Hi, I'm new here so thought I would introduce myself and pose my first question.
So, my OH proposed a fortnight ago! We've been together for a year and a half and living together for about half of that time. He is an amazing man and undoubtedly the one for me so I was over the moon! However, now the excitement of telling people is pretty much over, our thoughts are turning to the actual wedding planning and this is where I need some help!
I was diagnosed with PTSD a year ago after a dog attack and have always had quite a fragile mental state and I'm finding thinking of the wedding planning make me feel very anxious. My chest goes tight and I just don't want to deal with it. I should clarify that it is not the marriage which makes me feel this way, or even particularly the wedding itself, but the wedding planning. I want to make everyone happy but also want to be selfish at the same time!

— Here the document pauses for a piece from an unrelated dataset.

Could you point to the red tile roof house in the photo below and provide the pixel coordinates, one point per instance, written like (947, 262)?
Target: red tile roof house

A few examples of this (already!) are:
> I'm not orginally from where we live now (where my fiance is from) and wish to get married in my home town. He's fine with this, even suggested it, but I'm scared of telling his family because they will have to travel 3+ hours and I know there'll be some disgruntled people over this.

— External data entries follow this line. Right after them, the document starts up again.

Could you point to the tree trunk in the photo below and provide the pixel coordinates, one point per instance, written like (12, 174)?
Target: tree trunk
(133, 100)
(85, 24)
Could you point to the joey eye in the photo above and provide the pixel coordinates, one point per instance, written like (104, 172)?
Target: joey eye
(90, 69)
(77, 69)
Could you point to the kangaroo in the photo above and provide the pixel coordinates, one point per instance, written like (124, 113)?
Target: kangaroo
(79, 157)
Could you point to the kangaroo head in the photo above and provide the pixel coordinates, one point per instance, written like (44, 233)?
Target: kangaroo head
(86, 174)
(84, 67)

> People having their 2 cents! I'm the first to plan a wedding in my family and of my friends and so I thought they'd need encouraging to be involved (ha!) My mum has been listing potential venues, my sister has asked a thousand questions (will she be a BM? Will she have to wear pink? Etc.) and now my best friend has just said we need to talk because she's got an idea for a theme! What?!
> Reading threads on here has also terrified me! We want to get married next summer but people here plan for years?!
It makes me want to elope Can anybody relate? And has anyone planned a wedding who suffers with a condition like anxiety got any tips?